Stuart Wheeler was a true original. I was lucky enough to be a friend (we met playing bridge), and will miss him greatly. He was often referred to as a spread-betting ‘tycoon’ but the word feels quite wrong: he was modest and unassuming, and his fierce intelligence was matched by a childlike guilelessness.
While his political views could be contentious, there was no doubting his integrity: unswayed by fashion, he relied on logic and probability to guide him. Indeed, his whole life was about calculating odds and taking risks — hence his passion for gambling. He was also extraordinarily generous. After selling his shares in his company, IG Index, he bought Chilham Castle in Kent, where he entertained large groups of friends every weekend for decades. A few years ago, I asked him whether he could afford to keep up this level of hospitality indefinitely. Characteristically, he told me that he’d worked out roughly how many more years he was likely to live (this was before his cancer diagnosis) vs the cost of running the castle, and thought his death would probably coincide with his funds running out.

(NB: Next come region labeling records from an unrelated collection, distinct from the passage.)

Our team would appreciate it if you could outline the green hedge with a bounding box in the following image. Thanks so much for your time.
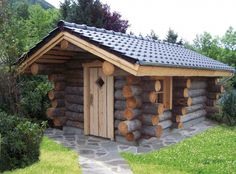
[0,112,44,173]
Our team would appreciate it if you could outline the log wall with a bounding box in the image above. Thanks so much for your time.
[172,77,223,128]
[47,60,84,129]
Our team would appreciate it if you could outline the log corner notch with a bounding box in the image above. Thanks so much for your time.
[102,61,128,76]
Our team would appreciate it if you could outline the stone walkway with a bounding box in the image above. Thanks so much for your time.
[45,120,216,174]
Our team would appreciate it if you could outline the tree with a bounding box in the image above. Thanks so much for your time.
[60,0,129,33]
[164,28,183,45]
[192,27,236,88]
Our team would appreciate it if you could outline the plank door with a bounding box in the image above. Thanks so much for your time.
[89,67,114,139]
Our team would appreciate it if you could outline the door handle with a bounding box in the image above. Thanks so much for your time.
[89,94,93,105]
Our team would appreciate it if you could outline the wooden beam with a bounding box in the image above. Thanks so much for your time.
[63,32,139,75]
[17,33,63,74]
[35,59,67,63]
[137,66,233,77]
[40,54,71,60]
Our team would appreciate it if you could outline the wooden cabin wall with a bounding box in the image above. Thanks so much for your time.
[172,77,222,128]
[47,60,84,129]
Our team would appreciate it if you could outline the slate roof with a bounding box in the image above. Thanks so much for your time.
[16,21,234,72]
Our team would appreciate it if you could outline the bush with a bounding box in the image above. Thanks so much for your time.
[0,112,45,173]
[220,90,236,126]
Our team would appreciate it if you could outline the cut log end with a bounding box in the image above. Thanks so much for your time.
[30,63,39,75]
[60,40,69,50]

I enjoyed many bridge weekends there. This hand was one of my favourites: Stuart was my partner, and we should have bid to 6D but — blame the lateness of the hour and the amount of wine consumed — ended up in 6S. Stuart was declarer.
West led the ♣2, ruffed in dummy. Things didn’t look good: it seemed one of the opponents needed to hold ♠QJ tight. But Stuart spotted an extra chance. At trick 2, he led a low trump from dummy! His ♠10 lost to West’s ♠J. West played another club. Stuart ruffed with dummy’s ♠A, came to hand with a heart ruff, cashed the ♠K, and when East’s ♠Q fell, claimed his contract. Yes, East erred by not hopping up with the ♠Q at trick 2 — but that was understandable. Did I say that Stuart was guileless? Never at the card table.